A GPU-based Laplacian Solver for Magnetostatic Boundary Value Problems

Abstract

Modern graphics processing units (GPUs) have more computing power than CPUs, and thus, GPUs are proposed as more efficient compute units in solving scientific problems with large parallelizable computational loads. In our study, we present a GPU algorithm to solve a magnetostatic boundary value problem, which exhibits parallel properties. In particular, we solve the Laplace equation to find the magnetic scalar potential in the region between two coaxial cylinders. This requires discretizing the problem domain into small cells and finding the solution at each node of the generated mesh.
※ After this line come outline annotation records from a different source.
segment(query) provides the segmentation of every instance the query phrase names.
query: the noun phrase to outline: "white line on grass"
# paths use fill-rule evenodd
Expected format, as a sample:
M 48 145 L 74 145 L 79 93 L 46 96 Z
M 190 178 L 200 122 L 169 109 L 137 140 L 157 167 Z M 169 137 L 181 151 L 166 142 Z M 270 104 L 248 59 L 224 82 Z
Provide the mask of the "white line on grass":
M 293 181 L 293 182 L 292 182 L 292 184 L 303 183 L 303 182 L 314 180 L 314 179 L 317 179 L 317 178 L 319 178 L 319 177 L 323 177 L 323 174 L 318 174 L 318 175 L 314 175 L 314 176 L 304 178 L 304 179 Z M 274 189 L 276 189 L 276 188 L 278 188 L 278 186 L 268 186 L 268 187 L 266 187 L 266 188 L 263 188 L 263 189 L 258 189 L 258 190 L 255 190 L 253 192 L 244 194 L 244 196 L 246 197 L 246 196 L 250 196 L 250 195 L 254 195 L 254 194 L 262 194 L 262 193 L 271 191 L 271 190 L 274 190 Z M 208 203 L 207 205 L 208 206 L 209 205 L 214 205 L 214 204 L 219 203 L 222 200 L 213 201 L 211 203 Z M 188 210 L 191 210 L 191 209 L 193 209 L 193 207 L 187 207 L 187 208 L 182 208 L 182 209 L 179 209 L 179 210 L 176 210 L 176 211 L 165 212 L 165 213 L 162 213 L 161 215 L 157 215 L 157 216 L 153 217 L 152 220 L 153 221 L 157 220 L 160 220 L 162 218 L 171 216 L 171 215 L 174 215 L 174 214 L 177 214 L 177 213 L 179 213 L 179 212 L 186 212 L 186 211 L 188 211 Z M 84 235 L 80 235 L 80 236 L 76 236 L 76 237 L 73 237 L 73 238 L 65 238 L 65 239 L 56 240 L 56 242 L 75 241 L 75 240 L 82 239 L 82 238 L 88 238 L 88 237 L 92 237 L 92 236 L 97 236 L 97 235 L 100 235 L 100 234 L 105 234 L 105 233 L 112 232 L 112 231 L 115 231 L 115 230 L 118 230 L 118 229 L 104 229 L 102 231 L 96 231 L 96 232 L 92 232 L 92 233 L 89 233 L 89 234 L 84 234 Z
The smaller the cell size is the more accurate the solution will be. More accurate solution leads to a better estimation of the surface current needed to generate a uniform magnetic field inside the inner cylinder, which is the final goal. Although solving a mesh with a large number of smaller cells is computationally intensive, GPU computing provides techniques to accelerate performance. The problem domain is discretized using the finite difference method (FDM) and the linear system of equations obtained from the FDM is solved by the successive over relaxation (SOR) method. The parallel program is implemented using CUDA framework. The performance of the parallel algorithm is optimized using several CUDA optimization strategies and the speedup of the parallel GPU implementation over the sequential CPU implementation is provided.